Paris : la justice ordonne la libération du logement de l’ambassadeur du Gabon pour impayer de loyer



2026-09-09 10:18:00

Le tribunal judiciaire de Paris a ordonné, le 26 août 2026, la libération du logement occupé par l’ambassadeur du Gabon en France, Alfred Nguia Banda, sur fond d’un contentieux locatif portant sur 9 749,13 euros, soit environ 6,4 millions de FCFA. La décision pourrait ouvrir la voie à une procédure d’expulsion si les lieux ne sont pas libérés et les sommes réclamées réglées.
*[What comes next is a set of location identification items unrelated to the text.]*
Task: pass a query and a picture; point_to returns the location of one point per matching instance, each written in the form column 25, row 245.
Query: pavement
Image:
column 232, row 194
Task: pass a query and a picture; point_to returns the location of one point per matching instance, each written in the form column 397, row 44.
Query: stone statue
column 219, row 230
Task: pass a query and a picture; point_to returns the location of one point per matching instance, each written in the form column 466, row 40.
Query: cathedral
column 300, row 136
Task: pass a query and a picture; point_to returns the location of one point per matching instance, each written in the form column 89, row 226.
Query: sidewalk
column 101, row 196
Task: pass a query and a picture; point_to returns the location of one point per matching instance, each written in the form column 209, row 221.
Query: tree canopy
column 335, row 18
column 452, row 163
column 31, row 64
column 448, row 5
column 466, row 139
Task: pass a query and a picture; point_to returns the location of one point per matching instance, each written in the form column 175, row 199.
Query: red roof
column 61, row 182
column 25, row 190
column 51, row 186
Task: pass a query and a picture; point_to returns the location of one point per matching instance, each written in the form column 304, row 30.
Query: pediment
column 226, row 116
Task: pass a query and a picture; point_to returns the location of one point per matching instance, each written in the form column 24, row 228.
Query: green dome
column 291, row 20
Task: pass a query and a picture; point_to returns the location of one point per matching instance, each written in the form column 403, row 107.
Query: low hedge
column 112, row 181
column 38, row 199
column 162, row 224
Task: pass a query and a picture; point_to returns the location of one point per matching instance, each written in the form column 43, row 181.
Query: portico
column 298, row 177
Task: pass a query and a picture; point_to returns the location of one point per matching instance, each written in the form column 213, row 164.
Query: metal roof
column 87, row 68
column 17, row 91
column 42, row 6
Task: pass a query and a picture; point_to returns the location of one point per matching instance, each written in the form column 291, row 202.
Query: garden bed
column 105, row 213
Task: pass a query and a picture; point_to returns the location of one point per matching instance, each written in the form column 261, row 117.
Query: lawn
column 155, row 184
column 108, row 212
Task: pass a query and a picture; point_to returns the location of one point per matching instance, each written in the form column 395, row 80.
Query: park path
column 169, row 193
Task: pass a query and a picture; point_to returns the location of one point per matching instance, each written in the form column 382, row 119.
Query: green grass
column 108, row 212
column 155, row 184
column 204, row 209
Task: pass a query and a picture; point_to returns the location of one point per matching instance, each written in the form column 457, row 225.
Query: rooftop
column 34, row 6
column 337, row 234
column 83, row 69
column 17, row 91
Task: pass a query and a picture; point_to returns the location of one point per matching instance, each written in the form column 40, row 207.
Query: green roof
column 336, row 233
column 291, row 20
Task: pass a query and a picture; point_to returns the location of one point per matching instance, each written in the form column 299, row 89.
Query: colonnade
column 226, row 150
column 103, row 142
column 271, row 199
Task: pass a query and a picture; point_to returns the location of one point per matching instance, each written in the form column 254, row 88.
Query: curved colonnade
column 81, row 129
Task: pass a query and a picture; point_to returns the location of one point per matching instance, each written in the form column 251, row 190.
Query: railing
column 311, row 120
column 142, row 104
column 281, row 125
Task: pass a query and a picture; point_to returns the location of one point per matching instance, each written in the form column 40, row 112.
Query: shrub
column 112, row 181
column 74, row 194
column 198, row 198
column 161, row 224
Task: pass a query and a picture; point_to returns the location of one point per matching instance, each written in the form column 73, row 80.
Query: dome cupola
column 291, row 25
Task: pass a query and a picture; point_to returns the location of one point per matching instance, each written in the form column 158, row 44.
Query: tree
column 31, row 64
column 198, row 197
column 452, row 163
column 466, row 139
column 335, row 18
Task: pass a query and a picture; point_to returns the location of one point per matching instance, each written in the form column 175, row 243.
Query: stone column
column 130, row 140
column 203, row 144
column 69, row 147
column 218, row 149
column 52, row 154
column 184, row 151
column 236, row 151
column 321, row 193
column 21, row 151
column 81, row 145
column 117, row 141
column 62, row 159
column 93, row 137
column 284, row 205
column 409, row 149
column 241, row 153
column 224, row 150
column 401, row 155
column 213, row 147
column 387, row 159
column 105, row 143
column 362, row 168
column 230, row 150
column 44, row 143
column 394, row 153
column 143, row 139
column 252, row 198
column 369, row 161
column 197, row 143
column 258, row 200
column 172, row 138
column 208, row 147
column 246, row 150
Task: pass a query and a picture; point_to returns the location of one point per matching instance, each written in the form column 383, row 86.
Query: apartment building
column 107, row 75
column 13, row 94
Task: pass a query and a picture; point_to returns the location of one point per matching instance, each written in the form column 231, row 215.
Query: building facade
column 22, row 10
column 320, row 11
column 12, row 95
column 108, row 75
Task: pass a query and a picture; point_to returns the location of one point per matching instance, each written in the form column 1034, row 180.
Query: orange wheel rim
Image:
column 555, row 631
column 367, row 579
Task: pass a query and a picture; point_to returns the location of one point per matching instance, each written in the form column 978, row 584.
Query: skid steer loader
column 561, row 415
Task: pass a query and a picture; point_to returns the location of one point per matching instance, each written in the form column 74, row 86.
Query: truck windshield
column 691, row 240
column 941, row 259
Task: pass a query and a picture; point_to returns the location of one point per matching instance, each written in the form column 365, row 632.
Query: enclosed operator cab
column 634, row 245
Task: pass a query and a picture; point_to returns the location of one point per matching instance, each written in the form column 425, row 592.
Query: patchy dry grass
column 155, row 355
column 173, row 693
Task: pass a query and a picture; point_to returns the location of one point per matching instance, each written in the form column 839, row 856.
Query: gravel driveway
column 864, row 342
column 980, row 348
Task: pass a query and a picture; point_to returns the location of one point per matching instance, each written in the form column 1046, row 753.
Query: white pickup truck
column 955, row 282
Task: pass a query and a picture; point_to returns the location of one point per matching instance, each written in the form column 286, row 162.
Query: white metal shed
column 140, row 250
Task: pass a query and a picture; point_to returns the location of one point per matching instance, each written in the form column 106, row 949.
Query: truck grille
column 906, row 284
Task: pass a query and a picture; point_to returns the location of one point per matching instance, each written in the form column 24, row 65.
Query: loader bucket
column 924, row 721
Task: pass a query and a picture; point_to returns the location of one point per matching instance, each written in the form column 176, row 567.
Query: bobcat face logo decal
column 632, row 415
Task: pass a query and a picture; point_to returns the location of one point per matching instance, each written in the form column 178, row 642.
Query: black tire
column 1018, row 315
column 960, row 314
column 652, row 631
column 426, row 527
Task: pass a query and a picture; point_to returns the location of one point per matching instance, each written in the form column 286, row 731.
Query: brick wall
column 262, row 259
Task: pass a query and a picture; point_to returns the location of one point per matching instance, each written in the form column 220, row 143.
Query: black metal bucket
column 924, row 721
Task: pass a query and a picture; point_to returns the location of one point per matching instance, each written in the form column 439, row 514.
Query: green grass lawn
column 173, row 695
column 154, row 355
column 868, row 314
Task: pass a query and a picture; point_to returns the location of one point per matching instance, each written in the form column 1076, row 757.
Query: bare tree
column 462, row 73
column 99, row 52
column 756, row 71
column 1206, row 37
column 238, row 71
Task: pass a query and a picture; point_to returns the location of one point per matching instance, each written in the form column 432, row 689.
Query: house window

Le contentieux oppose la représentation gabonaise à la société Homya, propriétaire de l’appartement. Selon les informations rapportées par Africa Intelligence, le bailleur avait engagé ses premières démarches en novembre 2024 pour obtenir le règlement des sommes dues, avant de notifier, en janvier 2025, sa décision de ne pas renouveler le contrat arrivé à échéance le 31 mai suivant. Le logement, occupé depuis 2013 par le représentant gabonais auprès de l’Unesco et de l’Organisation internationale de la Francophonie, était alors occupé par Marie-Edith Tassyla-Ye-Doumbeneny, aujourd’hui ministre des Affaires étrangères. La représentation gabonaise n’ayant pas libéré les lieux à l’échéance, le propriétaire a finalement saisi le tribunal judiciaire de Paris.

L’affaire a été examinée le 7 juillet 2026, en l’absence, selon la même source, de la partie gabonaise à l’audience. Dans sa décision rendue le 26 août, le tribunal a ordonné le paiement des sommes réclamées ainsi que la libération de l’appartement. À défaut d’exécution, le bailleur pourra engager une procédure d’expulsion, donnant à ce litige locatif une dimension potentiellement embarrassante pour la représentation diplomatique gabonaise en France. Au-delà du montant de la dette, c’est donc la gestion administrative et financière d’un logement pris en charge par l’État qui se retrouve exposée, avec un risque d’image pour Libreville si le contentieux devait se poursuivre jusqu’à l’expulsion.